# Exploratory Data Analysis (EDA)

**Sourcing Data -> Cleansing -> Univariate Analysis -> Bivariate Analysis -> Derived Analysis -> Hypothesis formation**

# Data Sourcing

## Public Data
A large amount of data collected by the government or other public agencies is made public for the purposes of research. Such data sets do not require special permission for access and are therefore called public data.

### Source public data
1. [Awesome public dataset](https://github.com/awesomedata/awesome-public-datasets)
2. [Open Government Data](https://data.gov.in/)
3. [DataMeet](https://github.com/datameet)


### Challanges sourcing public data
1. Some data may be repeated 
2. Mistakes in data 
3. Same information being referred differently across two datasets like city/district names spelt differently, or changes to city names over a period of times

## Private Data
Private data is that which is sensitive to organisations and is thus not available in the public domain. Banking, telecom, retail, and media are some of the key private sectors that rely heavily on data to make decisions.

1. Client data 
2. Not always client knows what to ask of data
3. 

# Data Cleansing
After sourcing data we need to address the data quality issues.

1. Fix rows and columns
2. Fix missing values
3. Standardise values
4. Fix invalid values
5. Filter data

## Fixing rows and columns
### Checklist for Fixing Rows
![image-2.png](attachment:image-2.png)
1. Delete summary rows: Total, Subtotal rows
2. Delete incorrect rows: Header rows, Footer rows
3. Delete extra rows: Column number, indicators, Blank rows, Page No.

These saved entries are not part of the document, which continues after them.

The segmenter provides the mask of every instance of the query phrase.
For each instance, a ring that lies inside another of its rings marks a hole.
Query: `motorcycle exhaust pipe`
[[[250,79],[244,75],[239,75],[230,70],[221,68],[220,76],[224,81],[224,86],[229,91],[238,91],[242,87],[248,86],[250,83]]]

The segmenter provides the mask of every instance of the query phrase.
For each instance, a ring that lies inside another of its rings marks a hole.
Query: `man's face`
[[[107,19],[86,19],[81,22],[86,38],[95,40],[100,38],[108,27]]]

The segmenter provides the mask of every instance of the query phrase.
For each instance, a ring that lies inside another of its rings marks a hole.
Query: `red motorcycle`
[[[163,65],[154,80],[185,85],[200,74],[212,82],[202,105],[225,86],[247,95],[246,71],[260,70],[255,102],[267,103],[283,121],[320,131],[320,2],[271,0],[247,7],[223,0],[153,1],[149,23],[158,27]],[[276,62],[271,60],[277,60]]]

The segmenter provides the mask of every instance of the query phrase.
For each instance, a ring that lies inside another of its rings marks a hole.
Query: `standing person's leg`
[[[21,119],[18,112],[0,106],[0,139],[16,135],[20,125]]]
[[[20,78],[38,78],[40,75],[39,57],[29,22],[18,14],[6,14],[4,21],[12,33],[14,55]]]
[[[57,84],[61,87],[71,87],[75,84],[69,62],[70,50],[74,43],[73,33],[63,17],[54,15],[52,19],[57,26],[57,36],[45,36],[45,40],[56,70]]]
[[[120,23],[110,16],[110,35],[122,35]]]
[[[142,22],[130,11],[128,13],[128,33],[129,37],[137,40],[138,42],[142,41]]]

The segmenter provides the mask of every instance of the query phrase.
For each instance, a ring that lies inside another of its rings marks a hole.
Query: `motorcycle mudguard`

### Checklist for Fixing Columns
![image.png](attachment:image.png)
1. Merge columns for creating unique identifiers if needed: E.g. Merge State, City into Full address
2. Split columns for more data: Split address to get State and City to analyse each separately
3. Add column names: Add column names if missing
4. Rename columns consistently: Abbreviations, encoded columns
5. Delete columns: Delete unnecessary columns
6. Align misaligned columns: Dataset may have shifted columns

## Missing Values


Good methods add information, bad methods exaggerate information.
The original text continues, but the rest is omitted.